West Mercia crime commissioner and police chief respond to concerns of their Warwickshire counterparts over end of alliance
West Mercia's chief constable Anthony Bangham and the area's Police & Crime Commissioner John Campion have responded to concerns expressed by their Warwickshire counterparts over the end of the two force's alliance.
In a statement responding to the concerns raised recently, the two have said: "The decision to end the Strategic Alliance with Warwickshire followed prolonged efforts to reform the arrangement.
"When it became clear that was not going to be possible, the only viable option available was to terminate.
"This decision was taken following detailed analysis of the implications for our communities and our police force.
"That analysis confirms quite clearly that the current arrangement is no longer in West Mercia’s interests.
"The Alliance did deliver some benefits in its early days.
"However, as the organisations reformed and evolved those benefits dried up for West Mercia and actively went into reverse.
"This position is supported by evidence from both internal and external financial scrutiny, police performance inspections and feedback from within the police force.
The decision to end the Alliance is no reflection on the work of the officers and staff in either force.
"We fully acknowledge their commitment to keeping communities safe, regardless of force borders, and are grateful for their professionalism serving as part of the Alliance since 2012.
"The central issues with the Alliance lie in how it was set up seven years ago.
"It is no secret that it was born out of an immediate need for both forces to make significant financial savings.
"To that end, it served its short term purpose.
"However, that situation has now shifted.
"We are no longer facing reductions to our service and our police force has modernised significantly.
"Officer numbers have increased in West Mercia by 215 in the last year to ensure our force has the capacity to respond effectively to increases in demand that have been seen by police forces nationwide.
The public in West Mercia need those resources to be fully focused on delivering the best possible services, tailored to their communities.
"However, the terms of the Alliance prohibit our police resources from doing that.
"Having overcome the immediate financial challenges of a few years ago, we have found ourselves stuck in a collaboration where Warwickshire contributes just 31 per cent of resources to the Alliance, but has a 50:50 say on governance, giving them a disproportionate influence on West Mercia’s policing decisions.
"This is not sustainable, and as the larger force, was always going to negatively and disproportionately impact West Mercia.
"This impact is shown clearly in the recent PEEL reports from HMICFRS, where the same services, run by the same people, using the same resources, were judged to be providing a better service to the communities of Warwickshire, than they are in West Mercia.
"That ‘50:50’ governance structure has created situations where one Chief Constable has been able to countermand the operational needs of another and actively prevent them from acting in the best interests of their communities.
"It has created situations where West Mercia has been blocked from achieving major benefits in efficiencies to reinvest in frontline services.
"It has left West Mercia picking up the significant costs associated with hosting 80% of all Alliance functions.
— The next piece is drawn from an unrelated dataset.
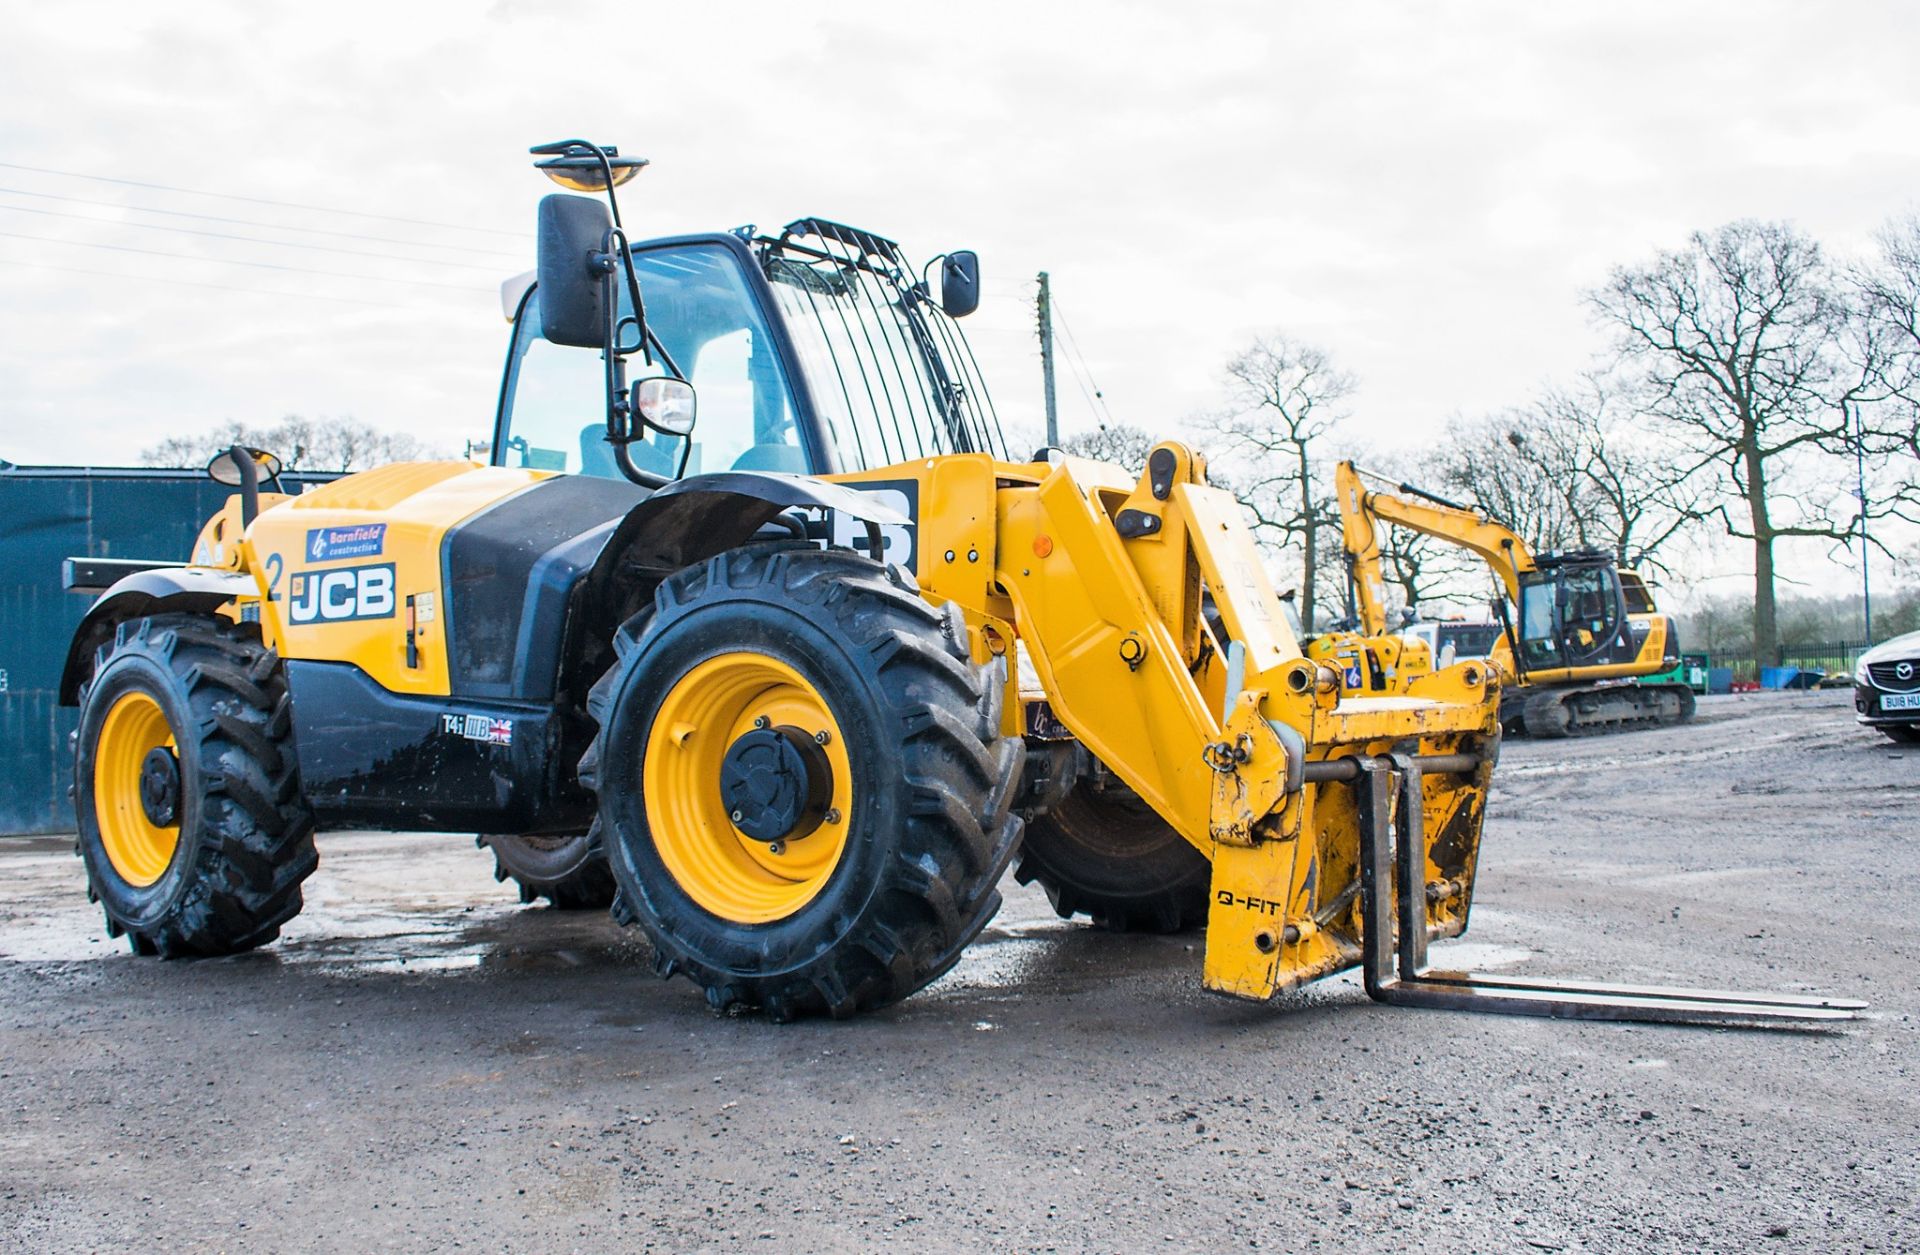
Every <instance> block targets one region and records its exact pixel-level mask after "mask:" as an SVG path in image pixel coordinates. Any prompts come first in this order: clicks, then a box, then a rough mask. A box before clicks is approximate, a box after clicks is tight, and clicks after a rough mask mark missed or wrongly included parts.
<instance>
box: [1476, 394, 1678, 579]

"It has left West Mercia locked into a 69:31 cost-sharing model, which does not accurately reflect the higher level of services that Warwickshire actually consumes.
"The total cost to the public in West Mercia each year is significant, both in terms of finance and operational policing, and yet West Mercia has been effectively powerless to address any of these issues, without the agreement of Warwickshire.
"This is why it was ultimately necessary to end the Alliance.
"Since serving notice of termination we have ensured robust plans are in place to ensure the full, continued delivery of policing services to our communities.
"We are fully confident there will be no risks to public safety in West Mercia as a result of the Alliance ending.
"Simultaneously, we have made numerous offers to Warwickshire for continued collaboration.
"We have offered support on the specific areas where Warwickshire have requested it, on very reasonable terms. These offers have all been rejected by our Warwickshire counterparts.
"As things stand, negotiations between all parties have ended, without agreement.
"We now anticipate intervention from the Home Office in the coming days to allow further time for Warwickshire to transition to a standalone model.
"We would have no choice but to respect any decision made by the Home Secretary.
"We also understand that a high court injunction is being applied for by Warwickshire to try to prevent the termination of the current alliance arrangements.
"While we have been clear throughout that we would take an open, reasoned, pragmatic approach to negotiations, we have been unwilling to accept the wrong deal for our communities and our police force.
While we would always seek to support another police force, we will not allow West Mercia to be held to ransom.
We cannot simply accept the continuation of the current arrangement, which sees West Mercia significantly subsidising a neighbouring force, to the detriment of our police and our communities."